Quand Lysithea récupéra son air, son visage passa du violet au rouge, mais elle n’eut pas encore le temps de se demander si elle était encore en vie ou non. Un nouveau pantin avait rampé jusqu’à elle, approchant sa main de son visage. Lysithea lui jeta la paire de ciseau, mais le pantin la récupéra simplement avant de la jeter par le trou qui lui avait servi à piéger la petite fille.
Ce simple moment d’inattention fut néanmoins suffisant pour que Lysithea prît les jambes à son cou, se levant pour partir à pas rapides, car courir, elle n’en était plus capable du tout.
— Attend !
Quand elle entendit le pantin parler, Lysithea se retourna vers lui, pour tomber à genoux. Cette injonction avait mis son esprit en attente, et cela avait dissipé toute l’adrénaline. Elle n’était à présent plus capable de tenir debout, et la chaleur de son bras manquant se diffusa dans tout son corps avec la violence d’une éruption volcanique.
La douleur était insupportable, et pleurer ne fut pas ce qui aida à la dissiper.

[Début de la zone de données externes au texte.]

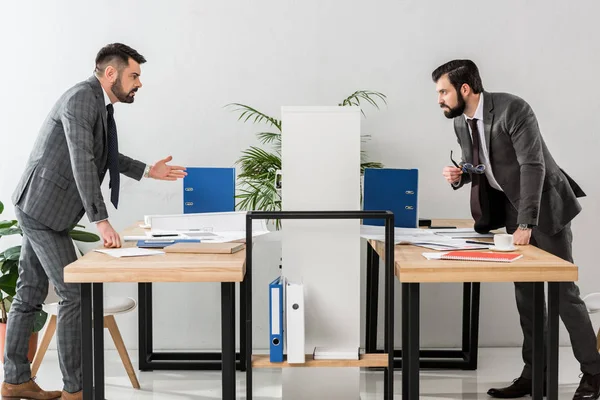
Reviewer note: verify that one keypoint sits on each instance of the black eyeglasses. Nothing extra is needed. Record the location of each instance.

— Tu vas mourir d’une hémorragie, déclara la voix du pantin.
Ce dernier approchait en rampant. Lysithea l’avait entendu, mais jusqu’à preuve du contraire, ne pouvait rien y faire.
— Désolé pour la petite frayeur de tout à l’heure, s’excusa le petit garçon en bois.
Et sur ces mots, il arracha son propre bras droit sans sourciller. Il se servit du restant pour approcher un peu plus, et le tendit à la petite fille.
— Je te l’offre.
Lysithea eut un mouvement de recul pour refuser, car parler serait un effort trop difficile. Elle déclina la proposition, car si à d’autres égards le souvenir de Confetti lui laissait un goût amer dans la bouche, il n’avait sûrement pas menti en lui avertissant des intentions des pantins de cette boutique. Sa première rencontre avec celui-ci était une preuve assez probante.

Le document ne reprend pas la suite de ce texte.